Non, je ne veux pas trop penser à ça, j’espère mourir le plus tard possible, en santé. Tant que je peux lire et me servir de ma tête, laissez-moi vivre le plus longtemps possible ! C’est ce que je pense aujourd’hui. Mais peut-être que plus on devient magané, plus la mort devient une option intéressante.

Avez-vous déjà été affecté par la mort de vos personnages ?
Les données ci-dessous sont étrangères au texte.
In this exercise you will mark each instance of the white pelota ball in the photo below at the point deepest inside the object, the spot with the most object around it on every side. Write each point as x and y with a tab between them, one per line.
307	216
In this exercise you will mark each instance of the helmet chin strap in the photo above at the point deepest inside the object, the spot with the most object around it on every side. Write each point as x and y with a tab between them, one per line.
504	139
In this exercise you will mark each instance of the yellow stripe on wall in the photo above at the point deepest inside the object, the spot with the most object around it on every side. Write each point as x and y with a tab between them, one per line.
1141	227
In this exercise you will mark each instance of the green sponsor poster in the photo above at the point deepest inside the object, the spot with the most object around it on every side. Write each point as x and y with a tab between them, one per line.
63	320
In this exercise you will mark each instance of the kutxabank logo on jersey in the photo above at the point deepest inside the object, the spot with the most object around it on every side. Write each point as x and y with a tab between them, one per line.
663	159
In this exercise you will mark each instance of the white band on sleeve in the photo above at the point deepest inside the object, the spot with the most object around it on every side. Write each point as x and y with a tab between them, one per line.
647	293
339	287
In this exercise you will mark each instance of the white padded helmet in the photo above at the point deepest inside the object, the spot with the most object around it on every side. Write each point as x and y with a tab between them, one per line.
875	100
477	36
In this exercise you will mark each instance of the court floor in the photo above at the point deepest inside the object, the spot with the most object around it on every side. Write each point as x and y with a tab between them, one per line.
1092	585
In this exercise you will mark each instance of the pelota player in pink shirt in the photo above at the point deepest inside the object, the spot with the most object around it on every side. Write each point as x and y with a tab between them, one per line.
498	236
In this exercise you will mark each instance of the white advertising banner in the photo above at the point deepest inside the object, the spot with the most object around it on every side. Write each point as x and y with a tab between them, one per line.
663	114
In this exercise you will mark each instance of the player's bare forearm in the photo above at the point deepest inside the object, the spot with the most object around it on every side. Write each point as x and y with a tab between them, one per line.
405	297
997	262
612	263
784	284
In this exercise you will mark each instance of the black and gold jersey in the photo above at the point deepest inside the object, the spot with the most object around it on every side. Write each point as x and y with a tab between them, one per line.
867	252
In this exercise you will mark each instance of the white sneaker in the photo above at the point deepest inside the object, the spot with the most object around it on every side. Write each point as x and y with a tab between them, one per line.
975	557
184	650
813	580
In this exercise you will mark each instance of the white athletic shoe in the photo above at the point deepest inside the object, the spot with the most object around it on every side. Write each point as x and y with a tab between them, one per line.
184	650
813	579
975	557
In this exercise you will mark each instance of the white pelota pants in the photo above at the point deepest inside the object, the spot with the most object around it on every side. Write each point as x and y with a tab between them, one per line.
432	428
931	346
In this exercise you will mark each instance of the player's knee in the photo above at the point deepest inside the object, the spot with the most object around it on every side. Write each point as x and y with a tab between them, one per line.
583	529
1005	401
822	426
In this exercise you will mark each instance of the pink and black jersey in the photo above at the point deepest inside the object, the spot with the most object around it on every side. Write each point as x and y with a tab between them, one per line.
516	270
Je ne suis pas un auteur schizophrène qui mélange la réalité et la fiction, alors je n’ai aucun problème à faire mourir mes personnages. Je ne vais pas pleurer pour eux, je reste au service de l’histoire. Mais il y en a un que je trouvais vraiment trop sympathique et pour lequel je me suis dit, pour la première fois : « Non, il ne faut pas qu’il meure, lui ! » C’est Simon Gracq, qui apparaît dans la série Malphas.

Qu’est-ce qui vous terrorisait quand vous étiez enfant ?

J’étais très concret, je ne me projetais pas beaucoup dans le futur. Mais quand j’étais jeune, la terreur dans mon quartier, c’était Kim. Un énorme chien enfermé dans sa cour, qui venait aboyer contre le grillage, c’était terrifiant. On l’écœurait et on se disait : « Une chance qu’il n’est pas dans la rue ! » Mais un soir, la nuit tombée, je rentrais seul et il était en plein milieu de la rue, à dix mètres de moi. Il me regardait droit dans les yeux. Une vraie scène de film. J’ai eu extrêmement peur, ça m’a paralysé. Finalement, j’ai réussi à faire un gros détour en cercle, et le chien est reparti chez lui. C’était traumatisant !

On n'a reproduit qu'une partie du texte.